The now-bankrupt company created a dozen tax-sheltering transactions that used techniques like claiming the same tax loss twice, according to a report by the House-Senate Joint Committee on Taxation, which spent a year investigating Enron's tax practices. With names like Project Apache, Project Renegade and Project Condor, the transactions show a vast new arena of Enron activity beyond the web of off-balance-sheet schemes and partnerships that have already been revealed.
"Money, money, money," declared Sen. Charles Grassley, R-Iowa, chairman of the Senate Finance Committee, at a hearing on the tax panel's report. "Money above honesty and financial accounting."
The massive three-volume report "reads like a conspiracy novel," Grassley said.
The evidence of Enron's clever manipulation of the tax laws and the fact that other big U.S. corporations do the same are fueling a push by lawmakers to crack down on tax shelters. Senate Democratic leader Tom Daschle called the report "a call to action and we will act."
Democrats have pushed legislation to deny tax benefits on sham transactions, but the Bush administration "has continued to oppose it even after the collapse of Enron," said Daschle, D-S.D. "I call on the administration to stand up for honest taxpayers instead of continuing to resist efforts to crack down on corporate tax shelters."
Big accounting firms, investment banks and law firms -- including Bankers Trust, Chase Manhattan, Deloitte & Touche and fallen Arthur Andersen -- that gave Enron tax advice pushing legal boundaries did not escape blame from senators and congressional investigators.
The outside advisers, who received some $88 million in fees from Enron, colluded, said Sen. Max Baucus of Montana, the Finance Committee's senior Democrat. "Enron and its advisers conspired to mine the tax code for tax schemes. ... They ensured that no one -- particularly the IRS -- would ever discover what they were up to."
Enron's failure in late 2001 destroyed the retirement savings of thousands of employees and hurt individual investors and pension funds nationwide. The joint taxation committee's inquiry was among more than a dozen congressional investigations last year into Enron's collapse.
Enron's tax deals "pushed the concept of business purpose to the limit (and perhaps beyond)," the panel's report says. "Enron's behavior illustrates that a motivated corporation can manipulate highly technical provisions of the law." By using advice from sophisticated lawyers, investment bankers and accountants, "corporations like Enron have an inherent advantage over the IRS," it says.
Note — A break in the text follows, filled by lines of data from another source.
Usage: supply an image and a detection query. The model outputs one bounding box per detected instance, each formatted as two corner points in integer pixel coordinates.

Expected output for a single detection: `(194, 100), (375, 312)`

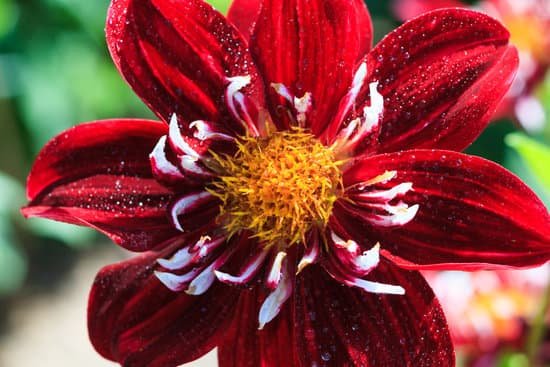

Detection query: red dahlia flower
(394, 0), (550, 131)
(23, 0), (550, 367)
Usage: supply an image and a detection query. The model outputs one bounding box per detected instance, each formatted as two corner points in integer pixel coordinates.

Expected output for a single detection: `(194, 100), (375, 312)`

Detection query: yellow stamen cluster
(209, 129), (342, 248)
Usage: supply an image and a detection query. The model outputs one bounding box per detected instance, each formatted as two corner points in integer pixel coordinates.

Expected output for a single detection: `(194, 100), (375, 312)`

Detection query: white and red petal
(251, 0), (372, 134)
(342, 150), (550, 270)
(88, 253), (239, 367)
(296, 263), (454, 367)
(258, 260), (295, 330)
(332, 9), (518, 154)
(218, 287), (301, 367)
(106, 0), (264, 133)
(22, 120), (178, 251)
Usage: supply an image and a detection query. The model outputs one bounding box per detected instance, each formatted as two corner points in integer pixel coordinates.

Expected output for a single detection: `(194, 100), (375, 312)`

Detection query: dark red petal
(251, 0), (372, 133)
(218, 287), (300, 367)
(23, 120), (179, 251)
(227, 0), (262, 39)
(294, 262), (454, 367)
(344, 150), (550, 270)
(352, 9), (518, 152)
(106, 0), (263, 129)
(392, 0), (468, 20)
(88, 253), (239, 367)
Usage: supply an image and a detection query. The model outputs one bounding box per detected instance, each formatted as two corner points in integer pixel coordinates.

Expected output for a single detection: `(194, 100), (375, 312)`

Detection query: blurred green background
(0, 0), (550, 366)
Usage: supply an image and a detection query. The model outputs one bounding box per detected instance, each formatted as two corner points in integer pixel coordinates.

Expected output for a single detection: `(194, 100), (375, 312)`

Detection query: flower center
(209, 129), (342, 248)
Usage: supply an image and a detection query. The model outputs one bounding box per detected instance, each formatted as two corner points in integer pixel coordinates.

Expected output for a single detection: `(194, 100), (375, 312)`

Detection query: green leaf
(0, 234), (27, 296)
(0, 0), (19, 39)
(26, 218), (95, 248)
(206, 0), (231, 14)
(506, 133), (550, 193)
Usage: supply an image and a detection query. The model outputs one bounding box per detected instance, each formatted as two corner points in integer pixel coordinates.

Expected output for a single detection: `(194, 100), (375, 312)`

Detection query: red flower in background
(394, 0), (550, 131)
(422, 264), (550, 367)
(23, 0), (550, 367)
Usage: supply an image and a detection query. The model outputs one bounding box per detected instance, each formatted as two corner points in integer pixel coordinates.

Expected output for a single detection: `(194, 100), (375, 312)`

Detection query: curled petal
(332, 9), (518, 155)
(251, 0), (372, 134)
(258, 261), (294, 330)
(214, 250), (268, 285)
(168, 114), (201, 159)
(266, 251), (286, 289)
(88, 253), (239, 367)
(22, 120), (178, 251)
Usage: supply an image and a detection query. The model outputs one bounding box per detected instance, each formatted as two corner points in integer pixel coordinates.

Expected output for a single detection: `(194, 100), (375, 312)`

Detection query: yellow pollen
(209, 129), (342, 248)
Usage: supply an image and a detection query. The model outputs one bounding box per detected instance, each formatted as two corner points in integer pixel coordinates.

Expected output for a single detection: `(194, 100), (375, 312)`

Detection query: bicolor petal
(88, 253), (238, 367)
(251, 0), (372, 134)
(342, 150), (550, 270)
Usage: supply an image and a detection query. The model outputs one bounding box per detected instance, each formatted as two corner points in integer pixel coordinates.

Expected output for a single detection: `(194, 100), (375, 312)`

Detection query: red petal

Lindy Paull, the joint panel's chief of staff, stopped short of saying Enron violated the tax laws, telling senators that Enron gained "inappropriate benefits" from its use of the schemes.
"This result should not happen under the tax code," Paull testified Thursday.
The company's tax department became a profit center, with its own annual revenue targets, the report shows.
"Show Me the Money!" is emblazoned on an internal Enron document detailing a tax transaction, one of thousands of pages released by the Finance Committee.